Let $F(x)$ denote the field of quotients of the ring $F[x]$. Prove that there is no element in $F(x)$ whose square is $x$.
Solution:If possible let $\frac{f(x)}{g(x)} \in F(x),g(x)\neq 0$ such that $\left( \frac{f(x)}{g(x)} \right)^2 =x$ then $f(x)=\sqrt x g(x)$ which is not in $F$[x].
which is a contradiction to our initial assumption $f(x)\in F$[$x$].
Hence the result.
You want to show that the hypothetical element $\sqrt{x}$ isn't in $F(x)$.
But you are already assuming this conclusion is true in your proof (it seems): why else would $\sqrt{x} g(x)$ not be in $F(x)$? $g(x)$ certainly is, and $F(x)$ is closed under multiplication.
So it seems to me that the proof might be circular.
As for applications of the result, it can be used to show that the rational numbers do not contain all of the square roots of the integers.
The argument is incomplete or incorrect without explaining how you deduce $\, \sqrt x\ g\not\in F[x].\,$
Many of the same proofs of irrationality of roots of integers also work here since $\,F[x]\,$ like $\,\Bbb Z\,$ is a UFD (even a PID), and the proofs only require that.
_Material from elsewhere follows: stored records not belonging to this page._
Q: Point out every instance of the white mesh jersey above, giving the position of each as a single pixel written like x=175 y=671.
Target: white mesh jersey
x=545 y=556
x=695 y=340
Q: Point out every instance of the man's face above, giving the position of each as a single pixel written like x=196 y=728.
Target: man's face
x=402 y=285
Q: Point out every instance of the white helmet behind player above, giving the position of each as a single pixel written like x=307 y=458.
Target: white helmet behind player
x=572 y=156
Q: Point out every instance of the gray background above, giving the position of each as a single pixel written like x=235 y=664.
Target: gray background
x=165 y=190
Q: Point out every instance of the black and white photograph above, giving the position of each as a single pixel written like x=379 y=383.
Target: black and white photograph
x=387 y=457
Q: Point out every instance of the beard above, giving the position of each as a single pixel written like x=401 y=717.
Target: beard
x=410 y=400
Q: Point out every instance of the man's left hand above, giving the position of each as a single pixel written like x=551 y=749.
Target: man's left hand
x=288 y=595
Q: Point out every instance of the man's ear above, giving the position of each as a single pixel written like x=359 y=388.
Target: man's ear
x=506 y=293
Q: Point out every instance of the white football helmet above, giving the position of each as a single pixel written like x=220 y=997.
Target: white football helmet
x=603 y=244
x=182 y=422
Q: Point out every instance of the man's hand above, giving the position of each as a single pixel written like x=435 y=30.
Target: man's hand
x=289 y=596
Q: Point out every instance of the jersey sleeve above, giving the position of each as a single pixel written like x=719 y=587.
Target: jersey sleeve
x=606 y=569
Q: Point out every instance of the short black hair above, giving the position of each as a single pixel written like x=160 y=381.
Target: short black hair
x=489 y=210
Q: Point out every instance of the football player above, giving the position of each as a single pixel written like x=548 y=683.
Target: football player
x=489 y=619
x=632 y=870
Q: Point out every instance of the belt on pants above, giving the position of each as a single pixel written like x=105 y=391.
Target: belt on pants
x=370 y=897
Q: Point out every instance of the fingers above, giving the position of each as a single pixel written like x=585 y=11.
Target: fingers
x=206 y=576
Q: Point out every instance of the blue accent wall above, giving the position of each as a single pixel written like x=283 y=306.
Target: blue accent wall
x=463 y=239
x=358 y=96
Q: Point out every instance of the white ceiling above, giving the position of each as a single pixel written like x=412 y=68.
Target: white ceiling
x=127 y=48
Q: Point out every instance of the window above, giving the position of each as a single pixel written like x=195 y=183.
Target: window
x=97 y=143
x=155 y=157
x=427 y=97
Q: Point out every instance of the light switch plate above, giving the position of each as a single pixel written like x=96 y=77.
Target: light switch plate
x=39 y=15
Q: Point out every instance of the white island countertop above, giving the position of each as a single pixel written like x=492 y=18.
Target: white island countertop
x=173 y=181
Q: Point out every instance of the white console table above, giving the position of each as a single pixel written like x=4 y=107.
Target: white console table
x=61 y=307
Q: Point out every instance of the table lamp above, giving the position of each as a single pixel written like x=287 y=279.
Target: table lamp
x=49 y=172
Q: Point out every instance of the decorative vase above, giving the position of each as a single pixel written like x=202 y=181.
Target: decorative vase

For example, $\,x\,$ is prime in $F[x]\,$ by $\,F[x]/(x) \cong F\,$ is a domain. Suppose a (wlog irreducible) fraction squares to $\,x,$ say $\,x = (f/g)^2\,$ so $\,x g^2 = f^2\,\Rightarrow\,x\mid f^2\,\Rightarrow\, x\mid f\,$ by $x$ prime. Cancelling $x$ yields $\,g^2 = (f/x)^2x\,$ so $\,x\mid g^2\Rightarrow\,x\mid g.\,$ Thus $\,x\mid f,g\,$ contra $\,f/g\,$ irreducible.
More generally, the simpler proof of the Rational Root Test works in any UFD, so any root of $\,Y^2 - x\,$ that is "rational" (i.e. $\in F(x))$ must be "integral" (i.e. $\in F[x]).\,$ But clearly it has no roots in $\,F[x]\,$ by comparing degrees. Or you could use Eisenstein's irreducibility test or related results.
Applications abound, e.g. it implies that adjoining $\,\sqrt x\,$ to $\,F(x)\,$ yields a quadratic extension field, so we can apply standard results of quadratic fields, e.g. every element can be written uniquely in the form $\,f + g\sqrt x,\,$ and in its fraction field we can "rationalize" denominators by by scaling by the conjugate, etc.
Iterating, we can prove function field analogs of classical results such as Besicovitch's theorem on linear independence of square-roots of primes or higher degree radicals (these are best done using Kummer theory of radical extensions). Such results about independence are necessary if one desires effective algorithms for computing in such algebraic function fields (e.g. such algorithms are used by most computer algebra systems, e.g. when using the Risch algorithm to integrate functions involving square-roots or higher degree radicands, or more general algebraic functions).